Die Hauptaufgaben der Unfallversicherungsträger im Überblick:
- Verhütung von Arbeitsunfällen, Berufskrankheiten und arbeitsbedingten Gesundheitsgefahren
- Überwachung
- Beratung
- Aus- und Fortbildung
- Erarbeitung und Erlass von Berufsgenossenschaftlichen Vorschriften und Regeln, Informationen und Grundsätzen für Sicherheit und Gesundheitsschutz am Arbeitsplatz
- Sicherstellung einer wirksamen Ersten Hilfe
Unfälle und Berufskrankheiten
Die zentralen Aufgaben der Berufsgenossenschaften und Unfallkassen bestehen darin, mit allen geeigneten Mitteln Arbeits- und Wegeunfälle sowie Berufskrankheiten zu vermeiden sowie eine wirksame Erste Hilfe in den Betrieben zu überwachen.

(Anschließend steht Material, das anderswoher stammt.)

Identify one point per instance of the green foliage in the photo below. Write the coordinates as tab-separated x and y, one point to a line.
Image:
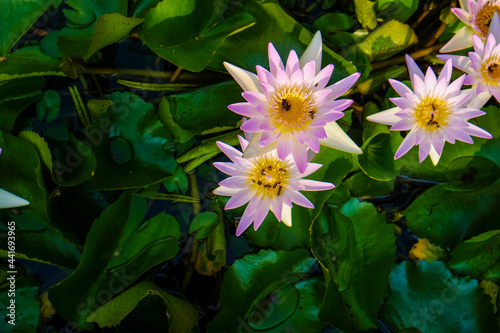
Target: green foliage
286	297
387	40
194	28
131	250
354	244
428	297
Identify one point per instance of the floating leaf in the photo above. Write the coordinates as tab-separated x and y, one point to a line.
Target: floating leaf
118	250
195	30
134	122
447	217
287	297
478	257
427	297
387	40
248	48
354	244
184	315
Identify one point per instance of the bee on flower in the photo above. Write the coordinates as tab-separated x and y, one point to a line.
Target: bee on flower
482	66
433	112
290	108
266	183
477	16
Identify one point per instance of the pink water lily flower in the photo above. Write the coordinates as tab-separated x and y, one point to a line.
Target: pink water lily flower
291	108
482	66
9	200
434	112
477	16
266	183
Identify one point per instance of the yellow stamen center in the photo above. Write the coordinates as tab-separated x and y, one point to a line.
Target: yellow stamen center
484	16
431	114
269	176
292	108
491	71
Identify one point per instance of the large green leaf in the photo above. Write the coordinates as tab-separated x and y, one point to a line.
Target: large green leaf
73	162
131	145
354	245
21	172
400	10
448	217
39	241
183	316
427	297
377	160
249	48
387	40
16	17
270	292
195	28
202	110
478	257
15	96
26	312
28	62
118	250
85	33
109	29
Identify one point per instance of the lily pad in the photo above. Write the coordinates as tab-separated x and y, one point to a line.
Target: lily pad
273	293
427	297
354	244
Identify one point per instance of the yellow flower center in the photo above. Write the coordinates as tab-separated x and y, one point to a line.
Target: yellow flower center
431	114
484	16
292	108
269	176
491	71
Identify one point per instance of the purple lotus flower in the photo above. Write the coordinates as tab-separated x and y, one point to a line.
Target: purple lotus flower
477	17
266	183
482	66
290	108
433	112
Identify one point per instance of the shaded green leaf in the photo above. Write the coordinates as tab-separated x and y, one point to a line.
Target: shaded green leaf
354	244
287	297
447	217
387	40
427	297
478	257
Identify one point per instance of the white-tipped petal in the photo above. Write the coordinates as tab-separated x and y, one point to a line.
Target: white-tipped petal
387	117
254	149
313	52
9	200
461	40
248	81
338	139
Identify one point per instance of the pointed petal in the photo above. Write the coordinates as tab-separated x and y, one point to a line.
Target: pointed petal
314	185
275	61
387	117
461	40
292	63
9	200
248	81
286	215
342	86
495	27
254	149
338	139
313	52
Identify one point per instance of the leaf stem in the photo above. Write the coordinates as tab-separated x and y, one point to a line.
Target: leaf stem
398	60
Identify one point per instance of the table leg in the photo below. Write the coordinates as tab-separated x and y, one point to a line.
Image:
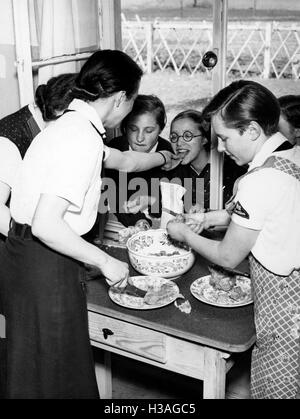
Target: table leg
214	374
2	326
104	377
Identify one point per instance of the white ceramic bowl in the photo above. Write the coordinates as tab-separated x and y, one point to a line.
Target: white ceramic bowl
151	253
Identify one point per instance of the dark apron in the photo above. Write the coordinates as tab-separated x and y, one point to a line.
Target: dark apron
49	355
275	366
48	348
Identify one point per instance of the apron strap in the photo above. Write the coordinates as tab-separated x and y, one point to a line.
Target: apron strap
273	162
102	135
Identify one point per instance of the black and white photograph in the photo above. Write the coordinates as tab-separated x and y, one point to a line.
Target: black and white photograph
149	202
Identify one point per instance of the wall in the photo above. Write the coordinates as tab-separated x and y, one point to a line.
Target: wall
237	4
9	99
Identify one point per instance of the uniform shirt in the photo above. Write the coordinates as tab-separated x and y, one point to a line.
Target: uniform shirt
63	160
10	159
198	183
122	196
268	200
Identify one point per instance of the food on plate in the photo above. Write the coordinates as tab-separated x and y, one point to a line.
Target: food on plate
223	287
195	209
160	295
154	292
165	253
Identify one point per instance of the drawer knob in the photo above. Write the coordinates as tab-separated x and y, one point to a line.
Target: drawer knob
106	333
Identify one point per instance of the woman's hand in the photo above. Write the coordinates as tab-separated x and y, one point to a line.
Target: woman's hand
172	160
139	204
197	222
177	230
115	271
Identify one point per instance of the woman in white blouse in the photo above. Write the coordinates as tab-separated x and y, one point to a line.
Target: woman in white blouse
54	202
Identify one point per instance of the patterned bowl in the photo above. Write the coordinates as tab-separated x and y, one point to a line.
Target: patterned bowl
151	253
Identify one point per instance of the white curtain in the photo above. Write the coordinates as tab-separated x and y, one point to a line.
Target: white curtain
62	27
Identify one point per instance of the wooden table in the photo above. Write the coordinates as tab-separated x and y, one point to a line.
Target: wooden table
198	345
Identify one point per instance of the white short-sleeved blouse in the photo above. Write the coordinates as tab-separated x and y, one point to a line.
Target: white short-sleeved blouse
10	160
268	200
64	160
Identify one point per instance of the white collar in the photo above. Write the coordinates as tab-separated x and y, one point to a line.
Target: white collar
267	149
153	149
88	112
38	119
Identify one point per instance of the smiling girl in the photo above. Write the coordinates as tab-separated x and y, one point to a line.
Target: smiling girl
264	225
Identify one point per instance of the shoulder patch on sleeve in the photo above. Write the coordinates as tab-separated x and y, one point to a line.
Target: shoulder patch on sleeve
239	210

Wenn ein Unfall passiert ist bzw. eine Berufskrankheit vorliegt, müssen sie Rehabilitations- und Entschädigungsleistungen (z. B. Rentenzahlungen) erbringen.
Erweiterter Präventionsauftrag
Seit einige Zeit haben die Unfallversicherungsträger zudem den Auftrag für die Verhütung arbeitsbedingter Gesundheitsgefahren zu sorgen. Dieser so genannte "erweiterte Präventionsauftrag" bedeutet, dass die Unfallversicherungsträger für die Vorsorge aller Gesundheitsgefahren im Betrieb zuständig sind, also auch bspw. für Stress und psychische Belastungen. Dazu verpflichtet sie das 1996 verabschiedete neue Sozialgesetzbuch VII.

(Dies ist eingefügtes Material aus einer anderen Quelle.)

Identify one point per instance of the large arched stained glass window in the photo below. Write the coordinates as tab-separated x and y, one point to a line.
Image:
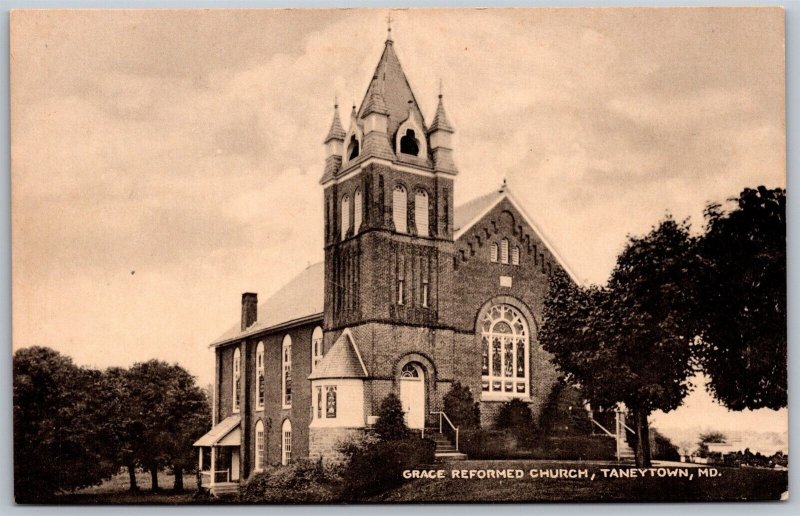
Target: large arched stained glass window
505	341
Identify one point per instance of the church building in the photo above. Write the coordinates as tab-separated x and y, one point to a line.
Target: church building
414	294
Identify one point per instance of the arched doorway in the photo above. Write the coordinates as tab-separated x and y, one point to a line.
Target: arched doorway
412	394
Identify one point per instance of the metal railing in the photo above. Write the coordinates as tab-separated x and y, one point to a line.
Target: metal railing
442	418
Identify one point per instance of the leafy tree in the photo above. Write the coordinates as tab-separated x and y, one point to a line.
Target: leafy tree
461	407
632	341
391	424
56	426
173	412
743	300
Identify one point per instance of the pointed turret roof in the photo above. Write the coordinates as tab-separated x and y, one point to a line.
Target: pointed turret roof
337	131
440	121
389	84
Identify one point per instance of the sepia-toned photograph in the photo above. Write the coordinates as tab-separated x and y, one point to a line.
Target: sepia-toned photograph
326	256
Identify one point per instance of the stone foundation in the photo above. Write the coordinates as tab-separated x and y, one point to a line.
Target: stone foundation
324	442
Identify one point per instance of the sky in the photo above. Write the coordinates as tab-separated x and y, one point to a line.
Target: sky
164	162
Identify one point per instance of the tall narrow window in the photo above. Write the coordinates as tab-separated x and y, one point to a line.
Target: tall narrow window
330	401
259	446
357	207
260	381
353	148
237	379
505	340
400	209
316	347
345	216
401	281
421	212
286	432
287	371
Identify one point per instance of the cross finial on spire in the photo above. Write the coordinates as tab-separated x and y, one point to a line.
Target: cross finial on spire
389	21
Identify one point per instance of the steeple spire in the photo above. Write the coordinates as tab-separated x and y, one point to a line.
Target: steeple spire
389	21
336	131
440	121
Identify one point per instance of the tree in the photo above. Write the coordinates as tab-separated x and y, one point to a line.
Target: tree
391	424
742	298
461	407
172	411
631	342
56	426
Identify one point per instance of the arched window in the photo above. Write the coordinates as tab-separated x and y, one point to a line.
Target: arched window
345	216
409	143
286	440
237	379
261	386
400	209
286	377
421	212
505	340
259	446
357	207
353	148
316	347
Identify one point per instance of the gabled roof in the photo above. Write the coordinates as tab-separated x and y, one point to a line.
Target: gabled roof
342	361
301	298
226	433
475	210
390	85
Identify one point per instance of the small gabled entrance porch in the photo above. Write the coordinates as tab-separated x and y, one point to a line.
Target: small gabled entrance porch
218	456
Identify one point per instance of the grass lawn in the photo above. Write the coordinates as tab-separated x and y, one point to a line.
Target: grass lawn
115	491
731	484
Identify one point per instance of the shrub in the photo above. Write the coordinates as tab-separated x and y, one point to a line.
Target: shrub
373	466
461	408
391	425
303	481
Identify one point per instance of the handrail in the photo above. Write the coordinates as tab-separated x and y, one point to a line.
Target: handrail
454	427
604	429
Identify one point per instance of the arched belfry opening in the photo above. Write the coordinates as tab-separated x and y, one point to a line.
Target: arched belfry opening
409	143
353	148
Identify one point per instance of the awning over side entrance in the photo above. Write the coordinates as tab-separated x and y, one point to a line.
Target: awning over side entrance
227	433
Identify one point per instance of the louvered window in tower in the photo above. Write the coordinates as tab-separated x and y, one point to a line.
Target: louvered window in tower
421	212
400	209
345	216
357	207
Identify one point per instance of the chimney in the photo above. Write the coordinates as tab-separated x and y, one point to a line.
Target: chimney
249	309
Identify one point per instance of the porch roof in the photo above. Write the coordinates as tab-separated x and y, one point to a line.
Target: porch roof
226	433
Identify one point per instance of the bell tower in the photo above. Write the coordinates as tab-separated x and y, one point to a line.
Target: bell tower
388	194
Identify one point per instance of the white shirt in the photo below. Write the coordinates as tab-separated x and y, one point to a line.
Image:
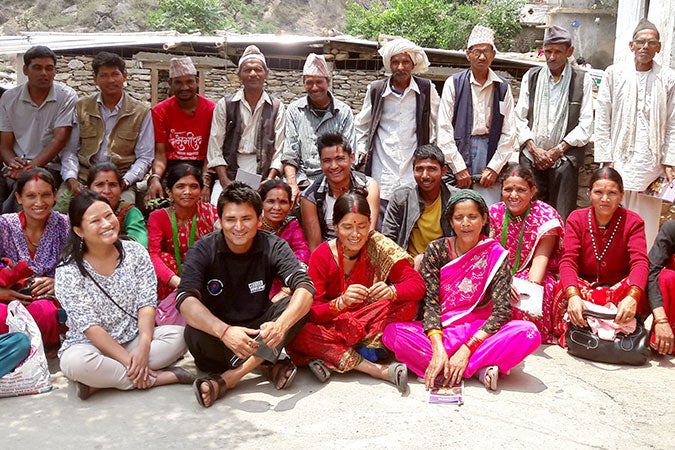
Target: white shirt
481	97
643	166
579	135
250	124
396	138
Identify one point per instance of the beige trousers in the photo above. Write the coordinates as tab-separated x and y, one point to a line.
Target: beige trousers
86	364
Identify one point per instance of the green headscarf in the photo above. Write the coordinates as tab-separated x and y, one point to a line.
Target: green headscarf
468	194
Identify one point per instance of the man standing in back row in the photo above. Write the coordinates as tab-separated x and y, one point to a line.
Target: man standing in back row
554	117
635	124
476	121
247	131
182	126
36	120
398	115
319	112
113	126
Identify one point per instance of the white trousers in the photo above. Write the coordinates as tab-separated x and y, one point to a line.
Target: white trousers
86	364
649	208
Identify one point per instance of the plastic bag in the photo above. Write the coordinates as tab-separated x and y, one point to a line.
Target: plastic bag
32	375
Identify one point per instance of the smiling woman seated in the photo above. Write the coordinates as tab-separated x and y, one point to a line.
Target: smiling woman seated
531	231
604	258
467	327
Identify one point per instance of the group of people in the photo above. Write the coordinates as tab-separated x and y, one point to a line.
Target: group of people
388	268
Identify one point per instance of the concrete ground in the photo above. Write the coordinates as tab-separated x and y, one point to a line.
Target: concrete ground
551	400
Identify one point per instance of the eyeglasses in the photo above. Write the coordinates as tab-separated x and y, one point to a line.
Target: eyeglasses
652	43
477	52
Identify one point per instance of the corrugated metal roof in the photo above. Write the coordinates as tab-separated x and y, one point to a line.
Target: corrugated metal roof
283	44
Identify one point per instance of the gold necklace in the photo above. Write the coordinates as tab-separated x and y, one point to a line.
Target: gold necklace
29	242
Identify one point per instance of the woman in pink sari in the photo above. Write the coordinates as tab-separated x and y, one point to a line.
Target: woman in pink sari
467	310
173	230
531	231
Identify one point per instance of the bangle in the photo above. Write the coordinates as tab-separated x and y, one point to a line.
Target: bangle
473	343
434	331
571	292
334	305
635	292
222	335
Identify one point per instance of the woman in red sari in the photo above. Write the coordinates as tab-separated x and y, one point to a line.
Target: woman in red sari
363	282
173	230
604	257
661	289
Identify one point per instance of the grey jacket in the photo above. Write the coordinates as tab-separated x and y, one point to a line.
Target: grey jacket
404	210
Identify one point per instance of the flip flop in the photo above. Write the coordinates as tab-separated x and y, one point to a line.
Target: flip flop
197	388
319	369
280	369
398	376
83	391
494	376
183	376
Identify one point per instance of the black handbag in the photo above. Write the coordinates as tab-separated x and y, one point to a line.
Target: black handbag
631	349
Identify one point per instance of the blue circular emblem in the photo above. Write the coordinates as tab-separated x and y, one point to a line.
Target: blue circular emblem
215	287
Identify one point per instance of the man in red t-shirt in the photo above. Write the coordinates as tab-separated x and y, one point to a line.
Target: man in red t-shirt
182	126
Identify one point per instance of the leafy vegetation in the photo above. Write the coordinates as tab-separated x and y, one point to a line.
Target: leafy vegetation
190	16
435	23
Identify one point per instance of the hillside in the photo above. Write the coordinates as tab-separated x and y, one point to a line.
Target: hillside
316	17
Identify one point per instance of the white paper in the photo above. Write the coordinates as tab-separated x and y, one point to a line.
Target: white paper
252	179
530	296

Weil Prävention nur dann erfolgreich ist, wenn sie an den krank machenden Wurzeln ansetzt, sollen Berufsgenossenschaften auch den Ursachen von arbeitsbedingten Gesundheitsgefahren nachgehen und bei ihrer Verhütung mit der gesetzlichen Krankenversicherung, also den Krankenkassen, zusammenarbeiten. Dazu wurden bereits Kooperationsvereinbarungen abgeschlossen. Sie kooperieren auch mit den für den Arbeitsschutz zuständigen Landesbehörden.

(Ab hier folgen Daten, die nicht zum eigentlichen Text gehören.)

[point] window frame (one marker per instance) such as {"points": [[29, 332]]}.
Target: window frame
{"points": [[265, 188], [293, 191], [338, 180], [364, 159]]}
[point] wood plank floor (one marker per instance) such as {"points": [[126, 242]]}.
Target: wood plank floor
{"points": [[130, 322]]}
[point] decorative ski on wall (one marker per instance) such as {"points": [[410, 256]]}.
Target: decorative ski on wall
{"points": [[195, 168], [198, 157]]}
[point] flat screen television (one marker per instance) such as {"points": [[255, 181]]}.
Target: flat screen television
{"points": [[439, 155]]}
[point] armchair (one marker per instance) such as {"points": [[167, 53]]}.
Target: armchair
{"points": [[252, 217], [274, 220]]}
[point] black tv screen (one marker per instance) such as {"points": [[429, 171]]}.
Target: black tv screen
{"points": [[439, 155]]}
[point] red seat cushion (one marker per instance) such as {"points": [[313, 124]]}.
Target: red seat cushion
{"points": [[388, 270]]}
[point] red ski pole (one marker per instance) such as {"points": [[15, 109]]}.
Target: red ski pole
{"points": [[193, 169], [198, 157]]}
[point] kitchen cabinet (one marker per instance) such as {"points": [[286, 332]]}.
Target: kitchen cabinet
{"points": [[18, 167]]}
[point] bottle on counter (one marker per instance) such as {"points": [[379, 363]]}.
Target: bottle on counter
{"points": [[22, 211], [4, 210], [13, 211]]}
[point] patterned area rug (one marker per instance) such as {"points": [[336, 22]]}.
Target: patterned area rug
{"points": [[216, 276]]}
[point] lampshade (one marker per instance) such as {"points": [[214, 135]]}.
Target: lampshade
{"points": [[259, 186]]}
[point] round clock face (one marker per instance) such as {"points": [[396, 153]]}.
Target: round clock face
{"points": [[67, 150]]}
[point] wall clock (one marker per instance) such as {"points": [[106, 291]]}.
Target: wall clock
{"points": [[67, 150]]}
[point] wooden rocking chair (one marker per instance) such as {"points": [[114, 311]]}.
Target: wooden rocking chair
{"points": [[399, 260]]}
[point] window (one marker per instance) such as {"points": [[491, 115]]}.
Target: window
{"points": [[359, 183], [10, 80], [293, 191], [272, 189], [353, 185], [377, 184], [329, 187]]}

Zwar ist der Unternehmer für alles verantwortlich ist, was zur Verhütung von Arbeitsunfällen, Berufskrankheiten und zur Vermeidung arbeitsbedingter Gesundheitsgefahren erforderlich ist. Die Berufsgenossenschaft hat ihn jedoch dabei zu überwachen und beraten.
Beratungsaufwand steigt
Das Sozialgesetzbuch VII verpflichtet die Berufsgenossenschaften und Unfallkassen zudem, ihre Beratungstätigkeiten zu intensivieren. Nicht nur der Arbeitgeber, sondern auch die Beschäftigten selbst, haben nun erstmals Anspruch darauf, von der Berufsgenossenschaft hinsichtlich der Verhütung arbeitsbedingter Gesundheitsgefahren beraten zu werden.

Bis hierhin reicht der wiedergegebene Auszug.